A Michigan community bank restated 1997 earnings last week, saying it was a victim of a check-kiting scheme that could cost it $2.5 million.
Franklin Bank in Southfield said it was setting aside $2.8 million to cover its expected loss and legal fees. The adjustment, which boosted Franklin's loss reserve to $4 million, sliced its 1997 after-tax income nearly in half, to $2 million from $3.9 million.
Officials of the bank declined to identify the customer except to say it was "a Detroit-area business of long and reputable standing."
In an interview, chairman David Simon said Franklin is working with the customer to recover the funds and has filed a claim with its own insurance carrier.
At least two other banks were also caught in the scheme, Mr.
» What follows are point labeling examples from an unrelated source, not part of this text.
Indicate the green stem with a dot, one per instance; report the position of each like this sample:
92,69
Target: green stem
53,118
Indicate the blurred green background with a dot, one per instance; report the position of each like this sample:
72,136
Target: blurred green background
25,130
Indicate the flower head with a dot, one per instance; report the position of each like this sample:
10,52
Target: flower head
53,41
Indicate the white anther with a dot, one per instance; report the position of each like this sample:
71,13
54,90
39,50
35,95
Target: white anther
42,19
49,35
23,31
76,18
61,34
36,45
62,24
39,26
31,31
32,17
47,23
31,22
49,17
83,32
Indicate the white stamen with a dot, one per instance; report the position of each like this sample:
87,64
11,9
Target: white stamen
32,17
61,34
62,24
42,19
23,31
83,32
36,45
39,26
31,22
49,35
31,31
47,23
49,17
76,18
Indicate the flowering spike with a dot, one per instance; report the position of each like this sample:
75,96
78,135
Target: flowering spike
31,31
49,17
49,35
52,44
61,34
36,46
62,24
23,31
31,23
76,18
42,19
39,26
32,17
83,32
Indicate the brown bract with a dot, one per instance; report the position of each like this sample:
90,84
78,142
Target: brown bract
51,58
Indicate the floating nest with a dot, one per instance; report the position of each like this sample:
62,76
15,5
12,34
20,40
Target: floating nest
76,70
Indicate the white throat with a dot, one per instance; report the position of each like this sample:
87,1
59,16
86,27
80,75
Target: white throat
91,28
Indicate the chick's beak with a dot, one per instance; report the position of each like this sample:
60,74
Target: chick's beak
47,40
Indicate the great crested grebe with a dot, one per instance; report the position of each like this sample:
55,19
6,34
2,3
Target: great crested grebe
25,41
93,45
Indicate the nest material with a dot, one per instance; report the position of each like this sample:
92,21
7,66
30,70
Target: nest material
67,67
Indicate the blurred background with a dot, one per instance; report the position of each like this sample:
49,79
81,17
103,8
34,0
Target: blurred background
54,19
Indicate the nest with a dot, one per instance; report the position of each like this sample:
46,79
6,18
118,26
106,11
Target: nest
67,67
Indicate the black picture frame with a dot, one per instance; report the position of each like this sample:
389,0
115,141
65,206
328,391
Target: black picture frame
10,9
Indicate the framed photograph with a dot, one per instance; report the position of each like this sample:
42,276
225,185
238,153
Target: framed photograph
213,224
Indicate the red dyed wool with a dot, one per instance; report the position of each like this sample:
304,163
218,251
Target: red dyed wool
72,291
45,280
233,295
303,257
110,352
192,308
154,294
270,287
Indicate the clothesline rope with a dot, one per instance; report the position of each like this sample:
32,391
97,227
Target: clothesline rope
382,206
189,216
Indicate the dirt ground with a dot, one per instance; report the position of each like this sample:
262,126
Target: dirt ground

Simon said. He wouldn't name them. The police are involved, Mr. Simon said, but he wouldn't say anything further.
Michael M. Moran, an analyst at Roney & Co., a Detroit investment banking firm, said the customer was writing checks to cover checks it had written on other accounts.
"The customer was basically creating cash where there was none," Mr. Moran said. "When the music stopped, Franklin didn't have a chair."
Read P. Dunn, president and chief executive officer at $504 million- asset Franklin, said the bank has more capital now than ever before and can absorb the loss. Nevertheless, he said, it is taking steps to reduce the chance of being caught in such a scheme again.
"We will increase our fraud detection staff and strengthen other measures designed to prevent and identify possible fraudulent activity," he said.
Mr. Moran agreed that Franklin's capital position is strong, adding that the incident would not affect his 1998 earnings forecast of $1.35 a share. Still, he said, the blow is "clearly disconcerting" to the bank and its shareholders, who suddenly saw per-share 1997 earnings drop from $1.12 to 59 cents after the adjustment.
"There could be emotional impact," said Mr. Moran. "We'll see how that plays out over time."